Подчёркнутая живописность, зримость, фактурность языка Уайльда раскрылась в стремлении к детализации описаний. При этом Уайльд фиксирует, прежде всего, экзотические, декоративные элементы, входящие в его художественный мир. Он подробно перечисляет не только драгоценные камни, ткани, одежду, убранство комнат, но и редкие цветы и растения. В описаниях Уайльда подчеркивается визуальный план изображаемого. Его повествовательные фрагменты напоминают порой своеобразное живописное полотно. Изобразительность становится главной стилевой чертой его произведений. Проза Уайльда носит ярко выраженный орнаментальный характер.[93] Р. Шерард, один из исследователей творческого и жизненного пути О. Уайльда, пишет: «Можно было подумать, что каталоги музеев, прайс-листы ювелиров и других мастеров лежали у него под рукой, когда он писал, чтобы он мог использовать сверкающие россыпи ослепительных слов…»[94]. Именно в сфере искусственного О. Уайльд сумел реализовать себя как декоративный художник. У него есть страницы, которые представляют собой декоративные панно и которые являются воплощением культа Красоты. Они изобилуют декоративными образами, яркими сравнениями и названиями предметов роскоши. Эстеты стремились создать впечатление единства музыки, поэзии, живописи, скульптуры и других видов искусства. Они создали особую теорию цвета, где каждый цвет имеет особое значение. Говоря о декоративной лексике, нельзя обойти молчанием эту её немаловажную часть.

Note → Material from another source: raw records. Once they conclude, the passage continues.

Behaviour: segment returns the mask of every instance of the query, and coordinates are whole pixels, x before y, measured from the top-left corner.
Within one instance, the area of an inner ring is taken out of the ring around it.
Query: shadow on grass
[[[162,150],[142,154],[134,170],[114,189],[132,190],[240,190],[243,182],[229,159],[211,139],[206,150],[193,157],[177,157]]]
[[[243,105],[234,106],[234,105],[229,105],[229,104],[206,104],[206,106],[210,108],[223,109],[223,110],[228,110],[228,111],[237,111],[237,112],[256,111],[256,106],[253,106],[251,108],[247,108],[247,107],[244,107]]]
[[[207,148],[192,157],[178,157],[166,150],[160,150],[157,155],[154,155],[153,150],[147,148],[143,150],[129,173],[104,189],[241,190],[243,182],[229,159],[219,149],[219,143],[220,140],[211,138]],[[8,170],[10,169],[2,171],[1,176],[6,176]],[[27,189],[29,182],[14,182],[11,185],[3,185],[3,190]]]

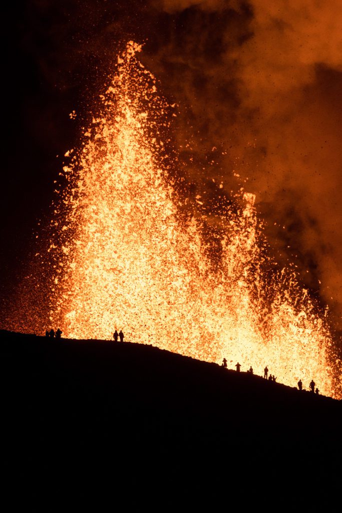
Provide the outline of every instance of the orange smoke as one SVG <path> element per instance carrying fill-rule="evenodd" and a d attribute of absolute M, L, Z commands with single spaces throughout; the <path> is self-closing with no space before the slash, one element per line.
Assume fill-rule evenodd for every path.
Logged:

Восприятие цвета О. Уайльда во многом определено творчеством знаменитого в то время художника Джеймса Уистлера. Вслед за Уистлером Уайльд наиболее часто использует сочетание зелёного, золотого, жёлтого, пурпурного и белого тонов, отдавая предпочтение белому цвету как амальгаме цветочного спектра во всех его разнообразных оттенков. Белый и его производные: серебряный, лунный, цвет слоновой кости, алебастровый и мраморный часто ассоциируются у Уайльда с непорочностью.

Зелёный во второй половине XIX века был особенно в моде. Эстеты носили зелёную гвоздику в петлице, которая служила одновременно и знаком их принадлежности к этому направлению и символом утончённого художественного вкуса.

Жёлтый в то время также был очень популярным. Конец XIX столения даже называли Yellow Nineties («жёлтые девяностые»). Сам Уайльд не любил жёлтый цвет и считал его символом неудач, а желтизна лица олицетворяла признак старости.

Красный – один из самых любимых цветов Уайльда после белого. Он считал его истинным цветом жизни. Однако  подлинно красивыми цветами Уайльд считал градуированные цвета, так как цвет без оттенка, как музыка без гармонии – обыкновенный диссонанс. Помимо декоративного эффекта, цвета, таким образом, несут определенную символическую нагрузку.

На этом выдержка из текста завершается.